02 Giugno 2020 - 16:35 Valerio Berra
Lei con un bambino, lui con un pc. Certo non un insulto, ma è triste vedere che anche in un'app del ministero dell'Innovazione il posto della donna sia ancora quello

Questa volta la Pubblica amministrazione c’era quasi. Almeno a livello di immagine. Quando l’app Immuni è stata rilasciata, la sorpresa è stata quella di trovarsi davanti a un’applicazione semplice, chiara da capire e (fino a questo momento) funzionante. Qualcosa che insomma ha svecchiato l’immagine polverosa della pubblica amministrazione e invogliava gli utenti ad usare l’app che dovrà monitorare la diffusione dell’epidemia di Coronavirus nella Fase 2.

Le recensioni lo confermano. In meno di 24 ore l’app ha già superato i 100 mila download, solo sul Play Store di Google. E ha collezionato oltre 3.500 recensioni, con una media di 4 su 5. Un buon risultato, anche se per adesso l’app non fa molto. Per capire le sue potenzialità si dovrà aspettare che partano i test nelle regioni. Eppure qualche c’è un dettaglio che proprio è difficile da capire in un’app che, come si vede, ha dedicato molta attenzione alla grafica.

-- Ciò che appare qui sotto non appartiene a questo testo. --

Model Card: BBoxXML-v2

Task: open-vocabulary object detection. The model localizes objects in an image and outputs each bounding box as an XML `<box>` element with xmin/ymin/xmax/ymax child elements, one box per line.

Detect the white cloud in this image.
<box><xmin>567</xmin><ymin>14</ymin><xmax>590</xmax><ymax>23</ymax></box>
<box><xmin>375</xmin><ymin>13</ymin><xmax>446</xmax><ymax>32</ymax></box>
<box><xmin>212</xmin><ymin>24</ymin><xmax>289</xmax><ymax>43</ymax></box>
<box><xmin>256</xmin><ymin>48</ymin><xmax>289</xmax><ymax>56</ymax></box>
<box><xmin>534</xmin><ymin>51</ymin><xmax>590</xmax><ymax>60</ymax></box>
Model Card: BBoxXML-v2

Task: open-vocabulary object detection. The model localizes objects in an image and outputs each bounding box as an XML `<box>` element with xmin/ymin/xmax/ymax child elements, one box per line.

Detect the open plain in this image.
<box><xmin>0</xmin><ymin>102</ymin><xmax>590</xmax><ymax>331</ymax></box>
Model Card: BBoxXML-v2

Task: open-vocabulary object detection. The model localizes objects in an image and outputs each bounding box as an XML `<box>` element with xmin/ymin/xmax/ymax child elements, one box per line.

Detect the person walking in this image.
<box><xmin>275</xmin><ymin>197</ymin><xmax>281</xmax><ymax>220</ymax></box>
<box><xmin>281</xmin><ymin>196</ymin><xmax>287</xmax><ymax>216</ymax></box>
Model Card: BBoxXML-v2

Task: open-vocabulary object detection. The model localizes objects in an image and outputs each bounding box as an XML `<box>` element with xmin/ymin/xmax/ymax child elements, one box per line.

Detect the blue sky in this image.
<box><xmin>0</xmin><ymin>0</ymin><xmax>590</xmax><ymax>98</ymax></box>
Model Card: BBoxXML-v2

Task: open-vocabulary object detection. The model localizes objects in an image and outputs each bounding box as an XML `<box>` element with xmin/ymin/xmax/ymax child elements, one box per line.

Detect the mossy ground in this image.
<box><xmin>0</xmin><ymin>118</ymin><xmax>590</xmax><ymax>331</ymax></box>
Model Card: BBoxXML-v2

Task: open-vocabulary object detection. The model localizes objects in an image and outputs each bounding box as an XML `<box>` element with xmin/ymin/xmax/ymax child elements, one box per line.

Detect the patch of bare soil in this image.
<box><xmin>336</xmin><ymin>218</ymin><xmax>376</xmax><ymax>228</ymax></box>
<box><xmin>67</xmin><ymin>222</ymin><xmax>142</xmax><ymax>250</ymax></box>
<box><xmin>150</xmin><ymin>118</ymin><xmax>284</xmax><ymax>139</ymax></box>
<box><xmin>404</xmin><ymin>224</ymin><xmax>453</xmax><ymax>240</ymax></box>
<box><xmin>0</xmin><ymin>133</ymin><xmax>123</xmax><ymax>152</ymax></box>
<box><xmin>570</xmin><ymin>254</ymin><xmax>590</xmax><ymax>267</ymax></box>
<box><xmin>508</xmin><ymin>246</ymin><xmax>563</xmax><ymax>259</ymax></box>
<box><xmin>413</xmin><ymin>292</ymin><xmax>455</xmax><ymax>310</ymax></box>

Una volta scaricata, sull’app passano alcune slide ricordano danno il benvenuto all’utente. Una di queste si intitola Rallentiamo insieme l’epidemia. I testo non è niente ricorda l’importanza per chi è stato esposto al virus di limitare i contatti fino al momento del tampone, ma non è questo il problema. Il problema è l’immagine scelta per accompagnarla: un uomo e una donna. Lei con un neonato in braccio e una piccola piantina a fianco, lui intento a usare un laptop. A fare smart working, diremmo di questi tempi.

La storia di una donna dedicata a chi ha pensato a questa slide

Ora. Tante parole si potrebbero dire sulla rappresentazione di questa famiglia. Uomo e donna, bianchi, lei che cura i figli (e le piante), lui che lavora al pc. Forse però per contestare la scelta di rappresentare l’uomo al lavoro e la donna a curare i figli, basta la storia di un’altra donna. Nel 1920, dopo essersi laureata in Giurisprudenza nel 1881, Lidia Poët è diventata la prima donna ad entrare ufficialmente nell’Ordine degli Avvocati in Italia. Era l’Italia, ma era l’Italia di 100 anni fa.